Michael Sarnoski s'est inspiré de sa propre connaissance du milieu de la gastronomie de luxe de Portland pour construire l'univers du film, cherchant à en dépeindre les excès et la vacuité à travers le regard désabusé de son personnage principal. Le tournage, mené avec un budget très restreint typique du cinéma indépendant américain, s'est déroulé en grande partie dans les forêts de l'Oregon ainsi que dans plusieurs restaurants gastronomiques réels de Portland, afin de conférer une authenticité maximale à l'univers culinaire dépeint. Nicolas Cage a délibérément choisi de livrer une performance en retenue, en rupture avec l'image plus excessive qui lui est parfois associée, un choix salué comme l'un des grands tournants critiques de sa carrière au moment de la sortie du film.
Le film explore le deuil et la manière dont la perte façonne durablement une existence, ainsi que la quête de sens au-delà des apparences et du prestige social, incarnés par le monde de la gastronomie de luxe traversé par le personnage principal. Il interroge également l'authenticité face à l'ego, en confrontant un homme ayant tout abandonné pour vivre selon ses propres valeurs à un système obsédé par la reconnaissance et le paraître.

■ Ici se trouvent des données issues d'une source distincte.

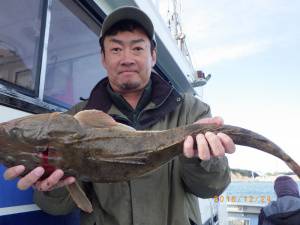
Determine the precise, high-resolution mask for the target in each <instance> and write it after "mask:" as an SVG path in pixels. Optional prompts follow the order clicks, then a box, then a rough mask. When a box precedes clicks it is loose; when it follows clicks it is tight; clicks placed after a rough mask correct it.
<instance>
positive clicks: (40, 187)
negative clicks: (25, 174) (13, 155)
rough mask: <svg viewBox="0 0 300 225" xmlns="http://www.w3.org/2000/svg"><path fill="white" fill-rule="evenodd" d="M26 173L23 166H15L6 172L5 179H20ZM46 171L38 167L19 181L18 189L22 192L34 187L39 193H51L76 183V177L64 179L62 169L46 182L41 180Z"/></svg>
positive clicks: (47, 179)
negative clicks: (54, 189) (22, 173)
mask: <svg viewBox="0 0 300 225" xmlns="http://www.w3.org/2000/svg"><path fill="white" fill-rule="evenodd" d="M24 171H25V167H24V166H23V165H19V166H14V167H10V168H8V169H7V170H6V171H5V172H4V179H6V180H12V179H15V178H17V177H19V176H20V175H21V174H22V173H23V172H24ZM44 173H45V170H44V168H43V167H37V168H35V169H33V170H32V171H31V172H30V173H28V174H27V175H26V176H24V177H22V178H20V180H19V181H18V184H17V186H18V188H19V189H20V190H26V189H28V188H29V187H31V186H32V187H33V188H35V189H37V190H39V191H51V190H53V189H55V188H59V187H63V186H66V185H69V184H72V183H74V182H75V178H74V177H66V178H63V176H64V172H63V171H62V170H60V169H57V170H55V171H54V172H53V173H52V174H51V175H50V176H49V177H47V178H46V179H44V180H39V179H40V178H41V177H42V176H43V174H44Z"/></svg>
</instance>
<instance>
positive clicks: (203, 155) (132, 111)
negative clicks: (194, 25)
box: [5, 7, 235, 225]
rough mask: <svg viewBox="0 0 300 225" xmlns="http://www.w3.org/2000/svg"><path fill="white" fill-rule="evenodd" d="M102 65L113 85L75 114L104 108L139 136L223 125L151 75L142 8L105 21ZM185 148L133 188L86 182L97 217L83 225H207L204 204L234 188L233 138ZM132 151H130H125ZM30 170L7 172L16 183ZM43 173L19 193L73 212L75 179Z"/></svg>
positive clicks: (152, 26) (83, 104) (145, 29)
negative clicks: (221, 194) (35, 190)
mask: <svg viewBox="0 0 300 225" xmlns="http://www.w3.org/2000/svg"><path fill="white" fill-rule="evenodd" d="M100 46H101V59H102V64H103V66H104V67H105V69H106V70H107V75H108V78H105V79H103V80H102V81H100V82H99V83H98V84H97V85H96V86H95V88H94V89H93V90H92V92H91V95H90V98H89V99H88V101H86V102H82V103H80V104H78V105H76V106H75V107H74V108H72V109H71V110H70V111H69V112H68V113H70V114H75V113H77V112H78V111H81V110H83V109H99V110H102V111H104V112H106V113H108V114H110V115H111V116H112V117H113V118H114V119H115V120H117V121H118V122H121V123H124V124H127V125H129V126H132V127H134V128H135V129H138V130H162V129H169V128H173V127H178V126H182V125H185V124H190V123H193V122H195V121H197V123H214V124H220V125H221V124H223V121H222V119H221V118H219V117H214V118H209V117H210V116H211V113H210V108H209V106H208V105H206V104H205V103H203V102H201V101H199V100H198V99H197V98H195V97H193V96H190V95H180V94H179V93H177V92H176V90H175V89H174V88H173V87H171V86H170V85H169V84H168V83H167V82H166V81H164V80H163V79H162V78H161V77H160V76H159V75H157V74H156V73H154V72H152V68H153V66H154V65H155V63H156V54H157V53H156V40H155V33H154V28H153V25H152V22H151V20H150V19H149V17H148V16H147V15H146V14H145V13H144V12H142V11H141V10H139V9H137V8H135V7H122V8H119V9H117V10H115V11H114V12H112V13H111V14H110V15H109V16H108V17H107V18H106V19H105V21H104V23H103V27H102V31H101V34H100ZM196 145H197V149H194V140H193V138H192V137H188V138H187V139H186V140H185V142H184V147H183V153H184V155H182V156H179V157H177V158H175V159H174V160H173V161H171V162H169V163H168V164H166V165H164V166H162V167H161V168H159V169H157V170H155V171H153V172H151V173H148V174H146V175H145V176H142V177H140V178H138V179H134V180H131V181H129V182H120V183H113V184H100V183H83V187H84V189H85V192H86V194H87V196H88V197H89V199H90V200H91V202H92V205H93V208H94V211H93V213H92V214H87V213H84V212H82V213H81V224H83V225H89V224H97V225H100V224H101V225H102V224H105V225H110V224H122V225H129V224H139V225H141V224H153V225H161V224H170V225H175V224H180V225H184V224H201V218H200V212H199V207H198V200H197V197H196V196H198V197H203V198H209V197H213V196H214V195H217V194H220V193H222V191H223V190H224V189H225V188H226V187H227V185H228V184H229V183H230V175H229V167H228V163H227V159H226V157H225V156H224V154H225V153H232V152H234V149H235V146H234V143H233V142H232V140H231V138H229V137H228V136H227V135H225V134H222V133H219V134H217V135H215V134H213V133H210V132H208V133H206V134H205V135H202V134H198V135H197V137H196ZM124 147H126V146H124ZM23 170H24V167H23V166H17V167H13V168H10V169H8V170H7V171H6V173H5V177H6V178H7V179H12V178H15V177H16V176H17V175H19V174H21V173H22V172H23ZM43 173H44V169H43V168H42V167H38V168H36V169H34V170H33V171H32V172H31V173H29V174H28V175H26V176H25V177H23V178H22V179H20V180H19V182H18V187H19V188H20V189H26V188H28V187H30V186H34V187H35V188H36V191H35V195H34V200H35V202H36V203H37V204H38V205H39V206H40V207H41V208H42V209H43V210H44V211H46V212H48V213H51V214H54V215H58V214H66V213H69V212H70V211H71V210H72V209H74V207H75V204H74V203H73V201H72V200H71V198H70V197H69V195H68V193H67V191H66V189H65V188H60V187H63V186H65V185H68V184H70V183H73V182H74V181H75V178H74V177H68V178H66V179H62V177H63V171H61V170H56V171H54V172H53V173H52V174H51V175H50V176H49V177H48V178H47V179H45V180H42V181H38V180H39V178H40V177H41V176H42V174H43Z"/></svg>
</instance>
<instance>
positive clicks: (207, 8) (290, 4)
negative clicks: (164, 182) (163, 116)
mask: <svg viewBox="0 0 300 225" xmlns="http://www.w3.org/2000/svg"><path fill="white" fill-rule="evenodd" d="M169 2H170V1H169ZM182 2H183V3H182V6H181V21H182V27H183V31H184V33H185V34H186V36H187V45H188V48H189V51H190V54H191V57H192V61H193V65H194V67H195V68H196V69H201V70H203V71H204V72H205V73H211V74H212V78H211V80H210V81H209V82H208V84H207V85H206V86H205V87H204V91H203V99H204V101H206V102H208V103H209V104H210V105H211V108H212V112H213V114H214V115H220V116H222V117H223V118H224V120H225V122H226V123H228V124H233V125H238V126H242V127H245V128H248V129H251V130H253V131H256V132H259V133H261V134H263V135H264V136H266V137H268V138H270V139H271V140H272V141H274V142H275V143H277V144H278V145H279V146H281V147H282V149H283V150H284V151H286V152H287V153H288V154H289V155H291V156H292V157H293V158H294V159H295V160H296V161H297V162H298V163H300V141H299V139H298V137H299V134H300V132H299V129H300V100H299V99H300V56H299V54H300V29H299V27H300V14H299V11H300V1H298V0H288V1H287V0H251V1H250V0H243V1H233V0H218V1H216V0H212V1H207V0H185V1H182ZM167 3H168V1H167V0H165V1H160V8H161V11H162V14H164V9H166V7H167ZM229 160H230V161H229V162H230V165H231V167H233V168H243V169H252V170H256V171H261V172H269V171H270V172H273V171H289V169H288V168H287V166H286V165H285V164H284V163H283V162H281V161H280V160H278V159H276V158H275V157H273V156H269V155H267V154H265V153H261V152H258V151H256V150H252V149H250V148H244V147H238V148H237V151H236V153H235V154H233V155H232V156H229Z"/></svg>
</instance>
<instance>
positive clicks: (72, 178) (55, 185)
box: [50, 177, 76, 191]
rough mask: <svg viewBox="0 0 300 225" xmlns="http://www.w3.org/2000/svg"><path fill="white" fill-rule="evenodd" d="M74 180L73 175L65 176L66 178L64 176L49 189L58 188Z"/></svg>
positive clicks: (61, 186) (69, 184)
mask: <svg viewBox="0 0 300 225" xmlns="http://www.w3.org/2000/svg"><path fill="white" fill-rule="evenodd" d="M75 181H76V179H75V177H67V178H65V179H63V180H60V181H59V182H58V183H57V184H56V185H54V186H53V187H52V188H51V189H50V191H52V190H53V189H56V188H60V187H64V186H67V185H70V184H73V183H74V182H75Z"/></svg>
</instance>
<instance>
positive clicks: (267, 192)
mask: <svg viewBox="0 0 300 225" xmlns="http://www.w3.org/2000/svg"><path fill="white" fill-rule="evenodd" d="M297 183H298V186H299V189H300V182H297ZM217 198H218V199H217ZM215 200H216V201H217V200H218V201H219V202H227V203H229V202H232V203H247V204H258V205H267V204H268V203H270V202H271V201H275V200H276V194H275V191H274V182H270V181H255V180H253V181H235V182H231V184H230V185H229V186H228V187H227V189H226V190H225V191H224V193H223V194H222V195H220V196H216V197H215Z"/></svg>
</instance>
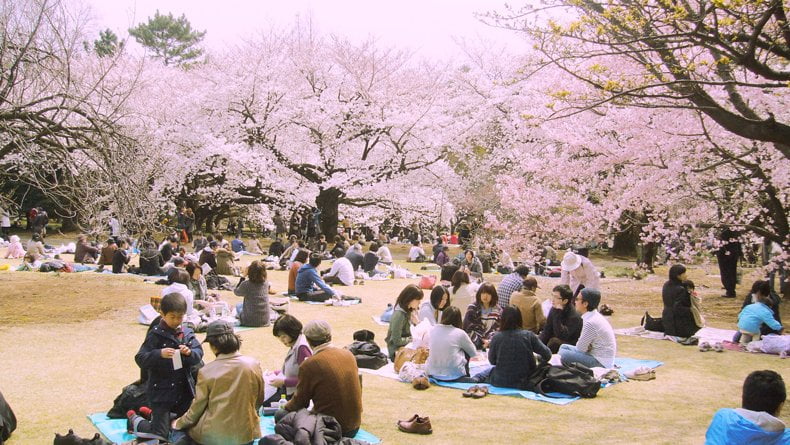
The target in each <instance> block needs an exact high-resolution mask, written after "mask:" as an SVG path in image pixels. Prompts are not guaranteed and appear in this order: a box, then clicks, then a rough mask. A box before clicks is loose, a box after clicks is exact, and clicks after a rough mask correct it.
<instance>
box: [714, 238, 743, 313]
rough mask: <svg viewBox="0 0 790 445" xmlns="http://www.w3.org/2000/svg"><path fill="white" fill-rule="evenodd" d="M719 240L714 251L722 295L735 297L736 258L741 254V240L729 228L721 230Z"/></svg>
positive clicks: (737, 266)
mask: <svg viewBox="0 0 790 445" xmlns="http://www.w3.org/2000/svg"><path fill="white" fill-rule="evenodd" d="M719 241H721V242H722V243H723V244H722V245H721V247H719V250H718V251H716V259H717V260H718V263H719V273H720V274H721V285H722V286H724V295H722V297H725V298H735V285H736V284H738V260H739V259H740V258H741V257H742V256H743V250H742V249H741V242H740V241H739V240H738V233H737V232H734V231H732V230H730V229H729V228H727V229H724V230H723V231H722V232H721V236H719Z"/></svg>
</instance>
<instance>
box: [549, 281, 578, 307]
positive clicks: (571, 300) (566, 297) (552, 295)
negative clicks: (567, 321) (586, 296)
mask: <svg viewBox="0 0 790 445" xmlns="http://www.w3.org/2000/svg"><path fill="white" fill-rule="evenodd" d="M572 300H573V291H572V290H571V288H570V286H568V285H567V284H560V285H557V286H554V289H552V290H551V306H552V307H554V308H556V309H560V310H565V309H567V308H568V307H570V306H571V301H572Z"/></svg>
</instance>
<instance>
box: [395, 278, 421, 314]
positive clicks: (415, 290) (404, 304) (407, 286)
mask: <svg viewBox="0 0 790 445" xmlns="http://www.w3.org/2000/svg"><path fill="white" fill-rule="evenodd" d="M422 297H423V293H422V289H420V288H419V287H417V285H415V284H409V285H408V286H406V287H404V288H403V290H402V291H400V295H398V299H397V300H395V304H397V305H398V306H400V308H401V309H403V310H404V311H406V312H410V311H413V310H416V309H417V308H419V307H420V301H422Z"/></svg>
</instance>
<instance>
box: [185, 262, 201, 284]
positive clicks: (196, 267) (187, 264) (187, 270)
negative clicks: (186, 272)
mask: <svg viewBox="0 0 790 445" xmlns="http://www.w3.org/2000/svg"><path fill="white" fill-rule="evenodd" d="M184 270H186V271H187V273H188V274H189V276H190V278H192V279H193V280H197V279H199V278H200V275H202V274H203V269H202V268H201V267H200V265H199V264H198V263H196V262H194V261H188V262H187V264H186V265H185V266H184Z"/></svg>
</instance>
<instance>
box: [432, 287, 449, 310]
mask: <svg viewBox="0 0 790 445" xmlns="http://www.w3.org/2000/svg"><path fill="white" fill-rule="evenodd" d="M445 295H447V303H445V307H447V306H449V305H450V295H449V293H448V292H447V288H445V287H444V286H442V285H441V284H440V285H438V286H436V287H434V288H433V290H432V291H431V306H433V308H434V309H444V308H441V307H439V304H440V303H441V302H442V298H444V296H445Z"/></svg>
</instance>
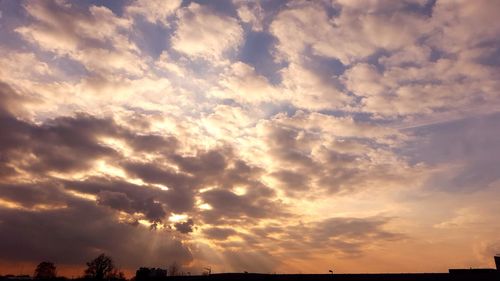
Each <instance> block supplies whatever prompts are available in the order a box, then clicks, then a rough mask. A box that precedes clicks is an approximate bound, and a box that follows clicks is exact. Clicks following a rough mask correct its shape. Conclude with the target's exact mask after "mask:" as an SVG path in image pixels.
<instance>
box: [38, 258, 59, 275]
mask: <svg viewBox="0 0 500 281" xmlns="http://www.w3.org/2000/svg"><path fill="white" fill-rule="evenodd" d="M34 277H35V279H52V278H55V277H56V266H55V265H54V263H52V262H48V261H42V262H41V263H39V264H38V265H37V266H36V269H35V275H34Z"/></svg>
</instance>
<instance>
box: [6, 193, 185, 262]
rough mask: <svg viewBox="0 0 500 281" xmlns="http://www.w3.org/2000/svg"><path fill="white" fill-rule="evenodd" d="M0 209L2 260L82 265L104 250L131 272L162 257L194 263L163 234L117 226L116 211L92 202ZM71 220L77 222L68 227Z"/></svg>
mask: <svg viewBox="0 0 500 281" xmlns="http://www.w3.org/2000/svg"><path fill="white" fill-rule="evenodd" d="M2 209H3V210H2V212H1V215H0V221H1V223H0V230H1V231H0V233H1V234H0V236H1V238H2V239H1V241H2V242H0V243H2V245H1V246H2V249H4V250H3V251H2V254H1V257H0V258H2V259H8V260H17V261H33V262H38V261H40V260H44V259H47V258H48V259H51V260H53V261H54V262H56V263H58V264H81V263H83V262H85V261H86V260H89V259H91V258H93V257H95V256H96V255H98V254H99V253H101V252H106V253H110V254H111V255H112V256H113V257H114V258H115V260H116V262H117V263H118V264H120V265H121V266H125V267H130V268H134V267H138V266H140V265H143V264H144V263H147V264H155V265H160V264H161V263H159V260H164V259H175V260H177V261H179V262H185V261H190V260H191V259H192V256H191V253H190V252H189V250H188V248H187V247H185V246H184V245H182V243H181V242H180V241H178V240H174V239H173V238H171V237H170V236H168V235H165V233H159V232H151V231H147V230H146V231H145V229H143V227H137V226H131V225H129V224H124V223H119V222H117V221H116V220H115V218H114V212H111V211H108V210H106V209H102V208H98V207H96V206H95V204H94V203H93V202H87V201H85V200H75V199H71V200H68V207H66V208H63V209H58V210H45V211H39V212H33V211H22V210H17V209H5V208H3V207H2ZM75 220H78V223H69V222H73V221H75ZM26 229H29V230H30V233H31V234H30V235H28V234H27V232H26V231H25V230H26ZM7 241H8V242H7ZM151 241H154V243H151ZM138 249H143V250H144V251H138Z"/></svg>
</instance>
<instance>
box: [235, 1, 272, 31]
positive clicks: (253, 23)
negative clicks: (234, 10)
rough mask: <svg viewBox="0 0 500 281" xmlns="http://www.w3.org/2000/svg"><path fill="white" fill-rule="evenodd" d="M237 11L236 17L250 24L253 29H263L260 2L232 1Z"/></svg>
mask: <svg viewBox="0 0 500 281" xmlns="http://www.w3.org/2000/svg"><path fill="white" fill-rule="evenodd" d="M234 2H235V4H236V6H237V7H238V8H237V12H238V17H240V19H241V20H242V21H243V22H245V23H248V24H250V26H251V27H252V30H253V31H256V32H259V31H262V30H263V21H264V13H265V11H264V9H263V8H262V6H261V5H260V2H259V1H257V2H247V1H234Z"/></svg>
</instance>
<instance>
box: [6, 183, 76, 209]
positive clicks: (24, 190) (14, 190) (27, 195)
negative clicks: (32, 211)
mask: <svg viewBox="0 0 500 281" xmlns="http://www.w3.org/2000/svg"><path fill="white" fill-rule="evenodd" d="M0 198H2V199H4V200H7V201H10V202H15V203H19V204H21V205H22V206H23V207H26V208H32V207H34V206H36V205H39V204H43V205H47V206H50V205H61V204H66V202H67V200H68V199H69V198H71V196H70V195H68V194H66V193H64V189H63V187H62V185H61V184H58V183H57V182H56V181H52V182H41V183H29V184H28V183H5V184H0Z"/></svg>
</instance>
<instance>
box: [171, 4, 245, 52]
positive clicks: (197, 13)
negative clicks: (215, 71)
mask: <svg viewBox="0 0 500 281" xmlns="http://www.w3.org/2000/svg"><path fill="white" fill-rule="evenodd" d="M178 17H179V22H178V27H177V30H176V32H175V34H174V36H173V38H172V48H173V49H174V50H176V51H178V52H180V53H183V54H186V55H187V56H189V57H190V58H203V59H206V60H212V61H213V62H221V61H223V60H224V59H225V56H224V55H225V54H226V53H227V52H230V51H234V50H236V49H237V48H238V46H239V45H240V44H241V42H242V40H243V29H242V28H241V26H240V25H239V24H238V21H237V20H236V19H234V18H232V17H229V16H225V15H218V14H215V13H214V12H213V11H211V10H210V9H209V8H207V7H204V6H201V5H198V4H195V3H192V4H190V5H189V6H188V7H185V8H183V9H181V10H180V11H179V12H178ZM207 22H210V25H207V24H206V23H207Z"/></svg>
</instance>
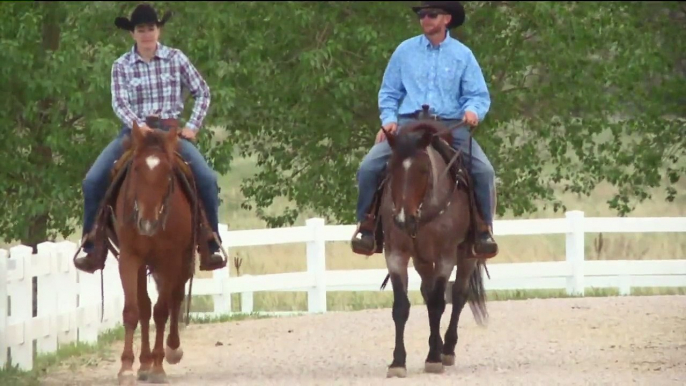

Après avoir traversé les cercles les plus huppés de la gastronomie de Portland, Rob retrouve finalement sa truie, mais découvre surtout que sa quête initiale masquait une douleur bien plus profonde liée à la mort de sa femme, qui l'avait poussé à s'isoler des années plus tôt. Le film se conclut sur un dernier repas préparé par Rob pour celui qui a orchestré le vol de son animal, un geste de pardon et de transmission culinaire qui vaut davantage comme acte de deuil accompli que comme vengeance accomplie. Cette conclusion souligne que le véritable enjeu du film n'était jamais la truie elle-même, mais la capacité de Rob à faire enfin la paix avec sa propre perte.
Le titre Pig, littéralement « cochon » ou « truie », désigne l'animal truffier volé au héros, point de départ apparent de l'intrigue, mais dont la quête sert en réalité de prétexte à une exploration bien plus vaste du deuil et de la perte vécus par le personnage principal bien avant le vol lui-même.
Le succès critique inattendu de Pig a confirmé la reconnaissance de Nicolas Cage auprès d'une nouvelle génération de cinéphiles et a permis à Michael Sarnoski de poursuivre sa carrière de réalisateur avec de nouveaux projets d'envergure dans les années suivant sa sortie.
Les amateurs du film pourront se tourner vers John Wick pour la comparaison ironique souvent évoquée autour de son postulat de vengeance détourné, ou vers des drames plus intimistes sur le deuil et la reconstruction comme Manchester by the Sea, qui partage avec Pig cette même approche pudique de la douleur masculine.